Exploration of Tree Based Gradient Boosting Models to classify terrorism events as Suicide Attacks

Using Tree Based Gradient Boosting Models to classify terrorism events as Suicide Attacks

Tracy Keys

13 June 2017

Background

My team Gonzo at UTS used the Global Terrorism Database (GTD) to explore whether distinct features of terrorism events could predict the ABC’s online reaction to them. We did this through web scraping the ABC’s Twitter feed, and Google Search results, and then built generalized linear models, and ElasticNet regularization models.

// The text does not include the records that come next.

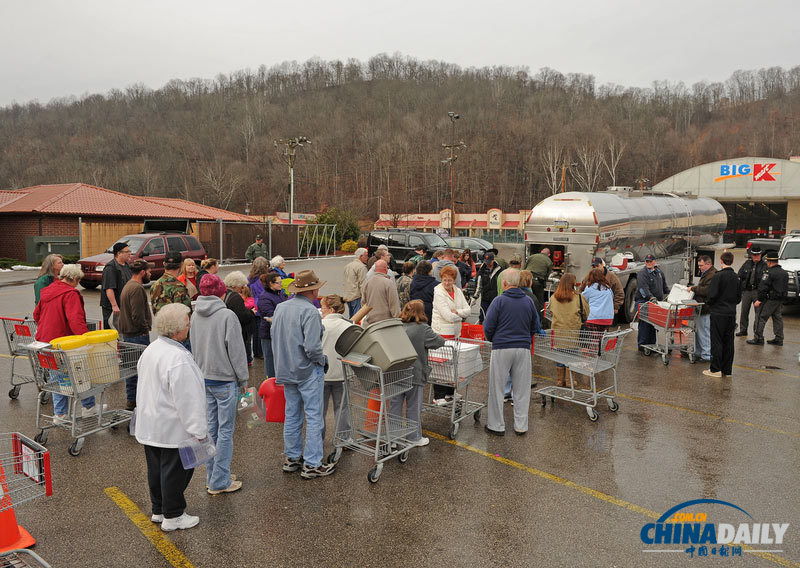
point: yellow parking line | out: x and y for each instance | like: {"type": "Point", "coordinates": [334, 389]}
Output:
{"type": "Point", "coordinates": [697, 412]}
{"type": "Point", "coordinates": [780, 561]}
{"type": "Point", "coordinates": [149, 529]}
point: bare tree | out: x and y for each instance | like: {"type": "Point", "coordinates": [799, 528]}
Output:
{"type": "Point", "coordinates": [615, 150]}
{"type": "Point", "coordinates": [587, 172]}
{"type": "Point", "coordinates": [552, 158]}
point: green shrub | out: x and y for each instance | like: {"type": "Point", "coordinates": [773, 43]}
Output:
{"type": "Point", "coordinates": [349, 246]}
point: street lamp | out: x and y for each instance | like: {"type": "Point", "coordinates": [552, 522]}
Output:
{"type": "Point", "coordinates": [453, 146]}
{"type": "Point", "coordinates": [288, 155]}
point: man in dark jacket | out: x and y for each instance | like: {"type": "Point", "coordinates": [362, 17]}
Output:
{"type": "Point", "coordinates": [651, 285]}
{"type": "Point", "coordinates": [772, 292]}
{"type": "Point", "coordinates": [750, 275]}
{"type": "Point", "coordinates": [422, 285]}
{"type": "Point", "coordinates": [510, 325]}
{"type": "Point", "coordinates": [487, 282]}
{"type": "Point", "coordinates": [703, 321]}
{"type": "Point", "coordinates": [724, 293]}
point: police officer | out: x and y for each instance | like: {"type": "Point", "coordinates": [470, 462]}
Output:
{"type": "Point", "coordinates": [772, 292]}
{"type": "Point", "coordinates": [256, 249]}
{"type": "Point", "coordinates": [651, 285]}
{"type": "Point", "coordinates": [750, 275]}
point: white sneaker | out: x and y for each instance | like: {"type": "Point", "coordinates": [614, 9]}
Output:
{"type": "Point", "coordinates": [92, 411]}
{"type": "Point", "coordinates": [183, 522]}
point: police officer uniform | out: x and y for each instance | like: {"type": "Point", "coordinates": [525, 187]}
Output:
{"type": "Point", "coordinates": [772, 292]}
{"type": "Point", "coordinates": [750, 276]}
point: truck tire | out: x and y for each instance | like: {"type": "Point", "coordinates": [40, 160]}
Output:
{"type": "Point", "coordinates": [629, 305]}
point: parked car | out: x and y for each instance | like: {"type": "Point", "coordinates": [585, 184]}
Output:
{"type": "Point", "coordinates": [475, 245]}
{"type": "Point", "coordinates": [152, 247]}
{"type": "Point", "coordinates": [401, 244]}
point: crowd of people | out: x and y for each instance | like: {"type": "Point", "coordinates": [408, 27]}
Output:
{"type": "Point", "coordinates": [210, 330]}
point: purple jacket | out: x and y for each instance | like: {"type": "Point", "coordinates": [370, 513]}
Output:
{"type": "Point", "coordinates": [266, 308]}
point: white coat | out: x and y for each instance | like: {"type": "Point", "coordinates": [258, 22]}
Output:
{"type": "Point", "coordinates": [445, 322]}
{"type": "Point", "coordinates": [170, 396]}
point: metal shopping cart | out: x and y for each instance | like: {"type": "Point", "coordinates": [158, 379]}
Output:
{"type": "Point", "coordinates": [79, 375]}
{"type": "Point", "coordinates": [24, 475]}
{"type": "Point", "coordinates": [373, 431]}
{"type": "Point", "coordinates": [675, 328]}
{"type": "Point", "coordinates": [455, 365]}
{"type": "Point", "coordinates": [585, 353]}
{"type": "Point", "coordinates": [20, 332]}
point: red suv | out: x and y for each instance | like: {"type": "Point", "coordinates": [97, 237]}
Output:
{"type": "Point", "coordinates": [150, 246]}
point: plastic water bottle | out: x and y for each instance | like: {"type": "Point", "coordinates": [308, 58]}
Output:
{"type": "Point", "coordinates": [194, 452]}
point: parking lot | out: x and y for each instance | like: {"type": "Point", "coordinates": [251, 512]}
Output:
{"type": "Point", "coordinates": [570, 493]}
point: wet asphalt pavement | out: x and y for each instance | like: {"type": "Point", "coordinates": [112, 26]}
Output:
{"type": "Point", "coordinates": [570, 493]}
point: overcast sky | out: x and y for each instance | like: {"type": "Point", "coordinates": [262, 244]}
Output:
{"type": "Point", "coordinates": [55, 48]}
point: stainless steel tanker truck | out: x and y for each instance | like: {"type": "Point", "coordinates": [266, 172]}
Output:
{"type": "Point", "coordinates": [622, 227]}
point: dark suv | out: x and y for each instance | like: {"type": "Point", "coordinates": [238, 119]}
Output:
{"type": "Point", "coordinates": [150, 246]}
{"type": "Point", "coordinates": [401, 243]}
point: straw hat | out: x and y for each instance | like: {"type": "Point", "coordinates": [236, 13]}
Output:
{"type": "Point", "coordinates": [306, 281]}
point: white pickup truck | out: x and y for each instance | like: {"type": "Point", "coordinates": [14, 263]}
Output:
{"type": "Point", "coordinates": [789, 255]}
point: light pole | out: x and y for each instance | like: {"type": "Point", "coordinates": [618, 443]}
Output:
{"type": "Point", "coordinates": [288, 155]}
{"type": "Point", "coordinates": [453, 146]}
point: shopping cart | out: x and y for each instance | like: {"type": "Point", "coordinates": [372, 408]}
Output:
{"type": "Point", "coordinates": [24, 475]}
{"type": "Point", "coordinates": [80, 375]}
{"type": "Point", "coordinates": [585, 353]}
{"type": "Point", "coordinates": [675, 328]}
{"type": "Point", "coordinates": [22, 559]}
{"type": "Point", "coordinates": [373, 431]}
{"type": "Point", "coordinates": [455, 365]}
{"type": "Point", "coordinates": [20, 332]}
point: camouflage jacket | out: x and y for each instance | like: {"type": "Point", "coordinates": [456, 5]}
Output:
{"type": "Point", "coordinates": [169, 290]}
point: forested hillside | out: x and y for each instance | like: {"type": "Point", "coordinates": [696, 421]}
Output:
{"type": "Point", "coordinates": [377, 129]}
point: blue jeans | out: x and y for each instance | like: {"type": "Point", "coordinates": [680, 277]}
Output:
{"type": "Point", "coordinates": [647, 333]}
{"type": "Point", "coordinates": [269, 359]}
{"type": "Point", "coordinates": [61, 402]}
{"type": "Point", "coordinates": [221, 411]}
{"type": "Point", "coordinates": [130, 384]}
{"type": "Point", "coordinates": [354, 306]}
{"type": "Point", "coordinates": [304, 397]}
{"type": "Point", "coordinates": [702, 343]}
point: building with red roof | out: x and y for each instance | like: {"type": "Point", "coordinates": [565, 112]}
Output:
{"type": "Point", "coordinates": [89, 216]}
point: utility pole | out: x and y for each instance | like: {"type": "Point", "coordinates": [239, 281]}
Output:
{"type": "Point", "coordinates": [452, 147]}
{"type": "Point", "coordinates": [289, 155]}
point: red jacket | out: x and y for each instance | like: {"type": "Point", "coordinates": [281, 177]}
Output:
{"type": "Point", "coordinates": [59, 312]}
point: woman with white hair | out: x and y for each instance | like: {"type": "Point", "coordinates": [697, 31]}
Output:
{"type": "Point", "coordinates": [236, 283]}
{"type": "Point", "coordinates": [170, 410]}
{"type": "Point", "coordinates": [51, 267]}
{"type": "Point", "coordinates": [60, 312]}
{"type": "Point", "coordinates": [220, 354]}
{"type": "Point", "coordinates": [278, 264]}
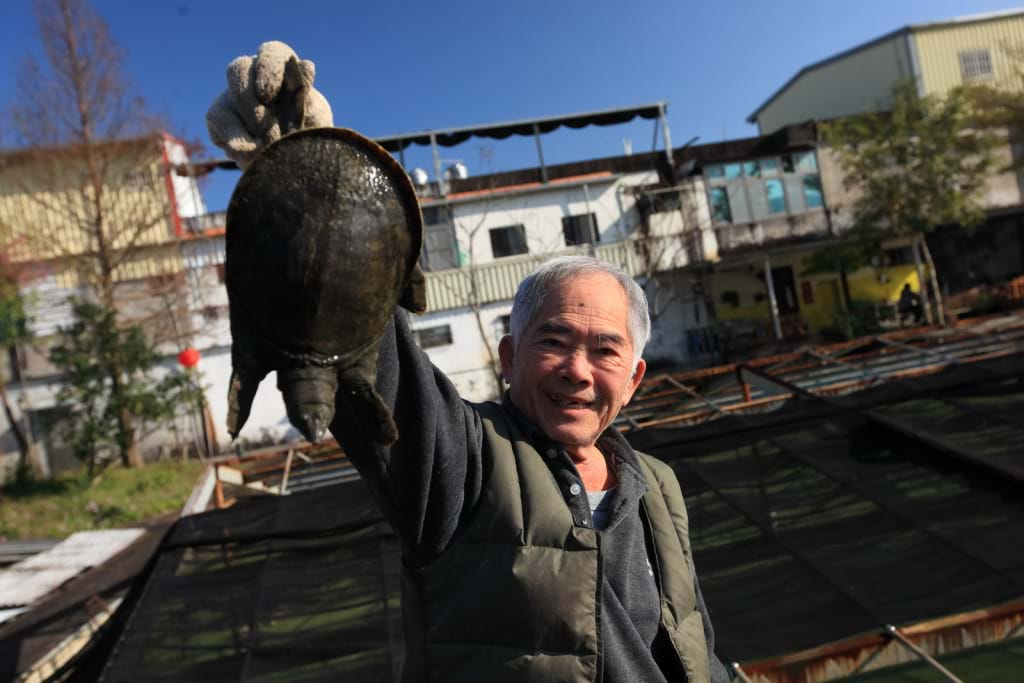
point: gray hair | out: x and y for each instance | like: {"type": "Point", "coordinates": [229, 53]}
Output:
{"type": "Point", "coordinates": [535, 287]}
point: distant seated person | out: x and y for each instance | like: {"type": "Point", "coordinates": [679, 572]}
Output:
{"type": "Point", "coordinates": [909, 305]}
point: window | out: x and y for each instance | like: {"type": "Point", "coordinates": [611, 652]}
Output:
{"type": "Point", "coordinates": [776, 196]}
{"type": "Point", "coordinates": [769, 166]}
{"type": "Point", "coordinates": [503, 326]}
{"type": "Point", "coordinates": [720, 205]}
{"type": "Point", "coordinates": [976, 66]}
{"type": "Point", "coordinates": [812, 191]}
{"type": "Point", "coordinates": [508, 241]}
{"type": "Point", "coordinates": [580, 229]}
{"type": "Point", "coordinates": [431, 337]}
{"type": "Point", "coordinates": [433, 215]}
{"type": "Point", "coordinates": [805, 161]}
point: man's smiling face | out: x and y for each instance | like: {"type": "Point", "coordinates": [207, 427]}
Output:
{"type": "Point", "coordinates": [572, 370]}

Our research illustrated the dramatic increase in terrorism events in recent years, and as shown below (Figure 1), the absolute number and proportion of suicide attacks is also on the rise. Most of these attacks were through bombings or explosions (Figure 2). I wanted to explore these suicide attacks further, and identify what were the most important characteristics in the GTD or most influential factors in determining the classification of suicide attack. This paper represents my exploration and is definitely not perfect!

Figure 1 Terrorist Attacks during 2005-2015

Figure 2 Terrorist Attack Types during 2005-2015

My aims in the work discussed in this blog are, firstly, to deepen our teams understanding of how we can use the database itself, and secondly, to use a new statistical method, decision tree classification, (a gradient boosting model), to answer my new research question: how can Gradient Boosting Models classify terrorism events as Suicide Attacks?

Data Preparation

I had to change the data import by converting all the logical variables to factors for the gbm package, and make sure there were no NAs.

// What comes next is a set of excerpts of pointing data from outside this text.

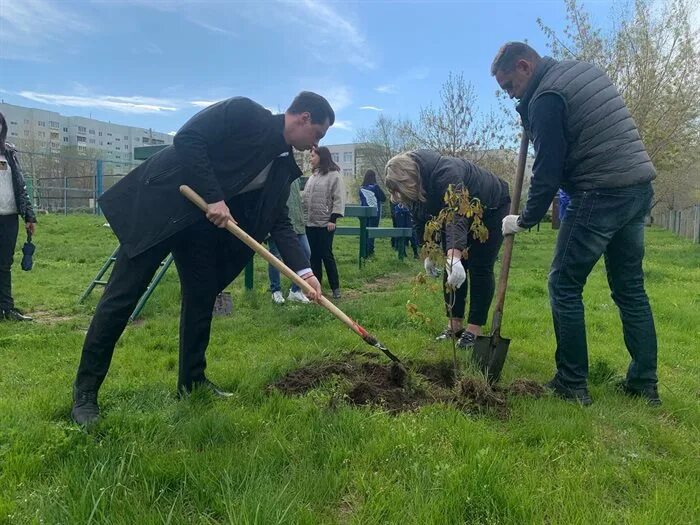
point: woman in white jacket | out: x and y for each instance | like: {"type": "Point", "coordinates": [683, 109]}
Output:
{"type": "Point", "coordinates": [324, 202]}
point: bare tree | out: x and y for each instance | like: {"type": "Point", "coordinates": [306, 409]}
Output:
{"type": "Point", "coordinates": [457, 128]}
{"type": "Point", "coordinates": [376, 145]}
{"type": "Point", "coordinates": [652, 55]}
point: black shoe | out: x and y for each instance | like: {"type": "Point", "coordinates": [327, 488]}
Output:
{"type": "Point", "coordinates": [15, 315]}
{"type": "Point", "coordinates": [447, 334]}
{"type": "Point", "coordinates": [85, 409]}
{"type": "Point", "coordinates": [578, 395]}
{"type": "Point", "coordinates": [466, 341]}
{"type": "Point", "coordinates": [207, 386]}
{"type": "Point", "coordinates": [649, 393]}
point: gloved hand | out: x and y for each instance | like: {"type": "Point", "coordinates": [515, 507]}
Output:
{"type": "Point", "coordinates": [510, 225]}
{"type": "Point", "coordinates": [455, 272]}
{"type": "Point", "coordinates": [430, 268]}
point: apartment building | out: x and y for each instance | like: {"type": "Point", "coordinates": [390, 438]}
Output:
{"type": "Point", "coordinates": [42, 131]}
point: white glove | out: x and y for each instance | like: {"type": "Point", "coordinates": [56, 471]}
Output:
{"type": "Point", "coordinates": [455, 272]}
{"type": "Point", "coordinates": [510, 225]}
{"type": "Point", "coordinates": [430, 268]}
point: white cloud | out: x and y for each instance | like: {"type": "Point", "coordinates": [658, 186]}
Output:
{"type": "Point", "coordinates": [33, 28]}
{"type": "Point", "coordinates": [203, 103]}
{"type": "Point", "coordinates": [345, 125]}
{"type": "Point", "coordinates": [134, 104]}
{"type": "Point", "coordinates": [389, 89]}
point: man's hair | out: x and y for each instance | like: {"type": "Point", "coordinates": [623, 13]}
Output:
{"type": "Point", "coordinates": [325, 161]}
{"type": "Point", "coordinates": [403, 179]}
{"type": "Point", "coordinates": [317, 106]}
{"type": "Point", "coordinates": [509, 54]}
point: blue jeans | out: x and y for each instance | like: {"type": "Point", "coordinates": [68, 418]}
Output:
{"type": "Point", "coordinates": [608, 223]}
{"type": "Point", "coordinates": [273, 273]}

The package also has limitations in the number of levels a factor can have, so the research focused on the Middle East and North Africa, and South Asia regions in the GTD.

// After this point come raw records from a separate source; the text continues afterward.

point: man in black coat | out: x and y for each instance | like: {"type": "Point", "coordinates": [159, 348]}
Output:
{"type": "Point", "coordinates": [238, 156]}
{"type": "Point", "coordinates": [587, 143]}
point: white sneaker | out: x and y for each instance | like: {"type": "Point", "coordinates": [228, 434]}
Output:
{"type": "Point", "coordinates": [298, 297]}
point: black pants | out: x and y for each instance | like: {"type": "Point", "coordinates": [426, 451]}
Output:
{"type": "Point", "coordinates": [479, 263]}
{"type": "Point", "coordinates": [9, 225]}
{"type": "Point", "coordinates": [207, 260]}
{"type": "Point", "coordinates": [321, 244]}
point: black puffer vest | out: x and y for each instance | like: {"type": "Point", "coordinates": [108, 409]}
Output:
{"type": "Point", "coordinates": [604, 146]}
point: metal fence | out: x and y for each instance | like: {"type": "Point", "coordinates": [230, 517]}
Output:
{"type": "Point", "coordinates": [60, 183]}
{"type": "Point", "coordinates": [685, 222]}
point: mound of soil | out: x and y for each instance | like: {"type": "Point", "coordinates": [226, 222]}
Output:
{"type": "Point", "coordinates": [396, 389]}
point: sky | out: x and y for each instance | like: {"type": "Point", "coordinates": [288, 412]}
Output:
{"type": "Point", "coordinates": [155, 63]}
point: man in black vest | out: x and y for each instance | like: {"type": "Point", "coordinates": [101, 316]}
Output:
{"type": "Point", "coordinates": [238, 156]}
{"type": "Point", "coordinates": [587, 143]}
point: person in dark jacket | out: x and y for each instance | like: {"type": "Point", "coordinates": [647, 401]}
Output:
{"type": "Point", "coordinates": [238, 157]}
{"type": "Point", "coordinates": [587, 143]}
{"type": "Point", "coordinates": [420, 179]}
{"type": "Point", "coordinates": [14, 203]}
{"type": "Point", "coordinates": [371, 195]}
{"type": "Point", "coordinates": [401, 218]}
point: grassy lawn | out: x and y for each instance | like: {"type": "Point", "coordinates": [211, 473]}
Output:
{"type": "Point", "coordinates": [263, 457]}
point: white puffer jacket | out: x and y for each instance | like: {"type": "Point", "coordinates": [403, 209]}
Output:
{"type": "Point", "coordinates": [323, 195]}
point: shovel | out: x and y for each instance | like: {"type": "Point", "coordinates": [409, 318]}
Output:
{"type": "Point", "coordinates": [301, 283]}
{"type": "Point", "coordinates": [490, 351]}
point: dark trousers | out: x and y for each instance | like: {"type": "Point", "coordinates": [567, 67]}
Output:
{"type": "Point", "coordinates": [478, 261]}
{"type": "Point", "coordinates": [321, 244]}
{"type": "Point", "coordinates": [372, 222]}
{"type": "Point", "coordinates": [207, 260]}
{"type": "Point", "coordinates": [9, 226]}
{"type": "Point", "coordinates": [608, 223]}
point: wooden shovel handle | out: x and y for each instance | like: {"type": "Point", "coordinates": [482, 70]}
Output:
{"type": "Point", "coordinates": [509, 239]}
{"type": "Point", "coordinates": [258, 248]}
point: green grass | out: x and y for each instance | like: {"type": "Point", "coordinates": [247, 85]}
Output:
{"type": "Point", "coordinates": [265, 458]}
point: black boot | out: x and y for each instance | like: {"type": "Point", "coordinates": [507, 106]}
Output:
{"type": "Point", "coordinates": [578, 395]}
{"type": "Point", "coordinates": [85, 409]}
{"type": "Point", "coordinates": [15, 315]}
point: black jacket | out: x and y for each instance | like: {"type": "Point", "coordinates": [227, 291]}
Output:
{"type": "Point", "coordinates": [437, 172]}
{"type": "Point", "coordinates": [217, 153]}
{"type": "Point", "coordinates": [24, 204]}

In addition, further filtering occurred on city to only those cities that had experienced a suicide attack, and this way I could keep my city and group name levels below 1024.

Gbm also takes binary outcome variables, so I translated my target “suicide” into “outcome_binary”.

After initial data exploration, and reading up on the GTD codebook, and getting extreme correlation in my outcome and variables, 3 variables were removed from the data: Weapsubtype1_txt=” Suicide…”, Nkillterr  and terrorist_killed

The gbm model

My data sets were split 70/30 into training and testing sets. My best cross validated gbm model is shown below:

gbm_fit = gbm(outcome_binary ~ ., distribution = “bernoulli”, data = training,cv.folds=10,
verbose = “CV”, n.trees = 100, interaction.depth = 3)

Model Evaluation

As this is a classification model with a binary outcome, I evaluated the model by calculating the Confusion matrix shown below.

ReferenceReference
Prediction Suicide= No Suicide = Yes
Suicide= No82526
Suicide = Yes1059620

Table 1 Confusion Matrix

Due to the high number of false positives (1059 of 1679), precision of the model is 37%, but accuracy is high (89%) due to the negative prediction values. Due to the sparsity of the response variable, this is a common result.   This can be shown graphically in Figure 3 ROC Chart.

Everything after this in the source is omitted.